I've never had this in my life. I've never had a man who was so encouraging to my artist whims. I've never had someone want to be a part of this growing experiment of making wall art from clothing. He has provided me with solitude when he knew I needed it and an ear when I needed to be heard.

We discovered each other when we were 54 years old, when we least expected it, when we both fought the inevitable. When we surrendered to the fact that we were meant to be together, it was (and continues to be) truly magical, and the easiest thing we both have ever done.

It's been 84 days of bliss, of extraordinary education in art, of stretching myself, and of allowing the most beautiful man into my life. I've grown my sewing space, and I've grown my imagination. The latest things I've done with his tie-dyes have yet to be completely finished, but I'll unveil the happenings here.



tie-dyed fabric beads

If it weren't for Dan Leo, I would not be where I am right now or who I am right now. I love it all more than I've loved any of it before. I've never felt like I belong like I do here, and believe me I knew I belonged in McKinney, Texas, so just imagine what my belonging in this place to this man feels like!

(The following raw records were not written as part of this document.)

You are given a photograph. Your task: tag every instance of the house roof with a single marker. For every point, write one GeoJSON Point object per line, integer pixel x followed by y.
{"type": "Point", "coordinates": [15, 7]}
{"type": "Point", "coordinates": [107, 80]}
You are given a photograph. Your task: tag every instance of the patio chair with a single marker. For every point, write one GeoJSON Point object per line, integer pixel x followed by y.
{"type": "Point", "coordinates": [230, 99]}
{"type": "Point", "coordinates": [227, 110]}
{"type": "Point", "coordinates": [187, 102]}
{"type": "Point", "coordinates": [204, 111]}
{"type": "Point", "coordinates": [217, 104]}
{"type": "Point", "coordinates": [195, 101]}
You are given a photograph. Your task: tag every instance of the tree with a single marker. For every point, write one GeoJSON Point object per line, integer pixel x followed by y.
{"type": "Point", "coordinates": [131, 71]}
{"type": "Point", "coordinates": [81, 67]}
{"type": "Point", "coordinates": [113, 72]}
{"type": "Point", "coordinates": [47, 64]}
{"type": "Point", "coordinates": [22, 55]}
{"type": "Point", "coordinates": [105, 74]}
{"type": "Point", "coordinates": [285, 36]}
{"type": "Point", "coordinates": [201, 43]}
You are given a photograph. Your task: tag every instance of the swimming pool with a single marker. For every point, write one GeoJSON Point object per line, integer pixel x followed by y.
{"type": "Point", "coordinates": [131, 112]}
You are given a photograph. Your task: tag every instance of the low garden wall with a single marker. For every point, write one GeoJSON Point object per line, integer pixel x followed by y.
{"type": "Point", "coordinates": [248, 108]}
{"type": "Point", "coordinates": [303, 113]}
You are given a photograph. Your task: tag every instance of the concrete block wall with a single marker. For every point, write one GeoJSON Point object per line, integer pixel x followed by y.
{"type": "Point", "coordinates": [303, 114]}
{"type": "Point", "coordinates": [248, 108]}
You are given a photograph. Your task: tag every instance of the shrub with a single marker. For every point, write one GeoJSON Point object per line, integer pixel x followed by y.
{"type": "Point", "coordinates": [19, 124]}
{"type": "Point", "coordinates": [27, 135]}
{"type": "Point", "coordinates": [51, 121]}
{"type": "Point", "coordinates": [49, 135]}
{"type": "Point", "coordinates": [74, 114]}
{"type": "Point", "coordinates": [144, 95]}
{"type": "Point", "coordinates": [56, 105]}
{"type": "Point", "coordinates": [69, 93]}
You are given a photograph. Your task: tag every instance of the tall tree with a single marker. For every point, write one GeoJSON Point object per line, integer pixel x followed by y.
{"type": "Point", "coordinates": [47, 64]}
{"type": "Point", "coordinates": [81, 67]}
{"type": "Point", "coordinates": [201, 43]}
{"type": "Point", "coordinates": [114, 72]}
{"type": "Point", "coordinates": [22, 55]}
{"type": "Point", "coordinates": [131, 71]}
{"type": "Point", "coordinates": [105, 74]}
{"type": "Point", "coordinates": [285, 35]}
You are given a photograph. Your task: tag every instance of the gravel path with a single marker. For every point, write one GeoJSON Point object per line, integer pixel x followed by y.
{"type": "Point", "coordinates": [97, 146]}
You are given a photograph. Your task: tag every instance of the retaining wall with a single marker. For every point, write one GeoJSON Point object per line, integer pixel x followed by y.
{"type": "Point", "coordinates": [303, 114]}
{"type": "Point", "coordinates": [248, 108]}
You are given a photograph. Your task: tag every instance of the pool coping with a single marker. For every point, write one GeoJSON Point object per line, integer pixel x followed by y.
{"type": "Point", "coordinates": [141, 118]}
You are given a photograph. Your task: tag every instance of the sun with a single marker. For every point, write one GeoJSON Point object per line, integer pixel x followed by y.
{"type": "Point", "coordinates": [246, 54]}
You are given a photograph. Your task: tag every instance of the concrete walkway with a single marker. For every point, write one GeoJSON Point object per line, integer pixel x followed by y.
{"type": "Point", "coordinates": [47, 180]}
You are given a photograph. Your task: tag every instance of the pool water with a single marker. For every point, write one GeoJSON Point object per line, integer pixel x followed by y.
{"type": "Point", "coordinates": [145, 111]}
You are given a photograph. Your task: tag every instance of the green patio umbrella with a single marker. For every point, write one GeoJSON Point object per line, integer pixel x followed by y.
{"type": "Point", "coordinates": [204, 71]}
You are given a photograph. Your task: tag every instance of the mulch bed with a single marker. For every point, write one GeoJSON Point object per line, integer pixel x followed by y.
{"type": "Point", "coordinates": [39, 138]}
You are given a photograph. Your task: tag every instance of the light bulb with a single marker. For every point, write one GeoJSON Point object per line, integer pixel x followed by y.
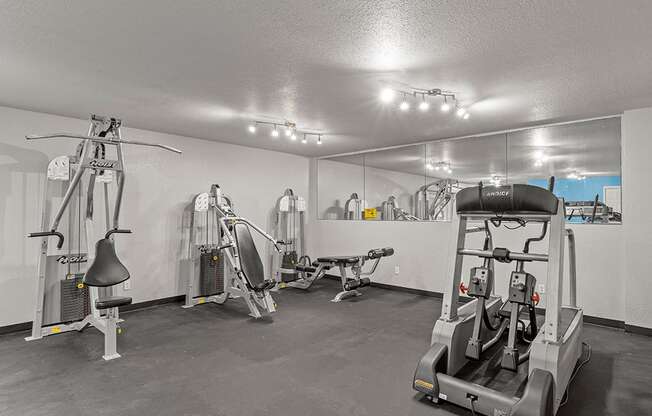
{"type": "Point", "coordinates": [387, 95]}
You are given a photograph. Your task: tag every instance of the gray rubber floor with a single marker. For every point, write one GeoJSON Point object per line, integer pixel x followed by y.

We're working on a name for our business. We thought we had it twice already. However, both names were already taken, so now back to square one. In the meantime, I'll keep posting our latest works and our latest comings and goings.

You know, people have always told me that if they knew what it was like to be a grandparent they would have chosen that first. Well, if I'd ever known what it was like to love this man and live with this man like I do, I would have done it first. But because we met up when we'd both been through a lot, after tremendous growth and pain, we have created a life together that is beyond compare. I could never have had this kind of relationship without first experiencing all that I didn't want first. So, to all that participated in that challenging growth, I thank you because right here, right now I'm the happiest I've ever been. This is right where I belong.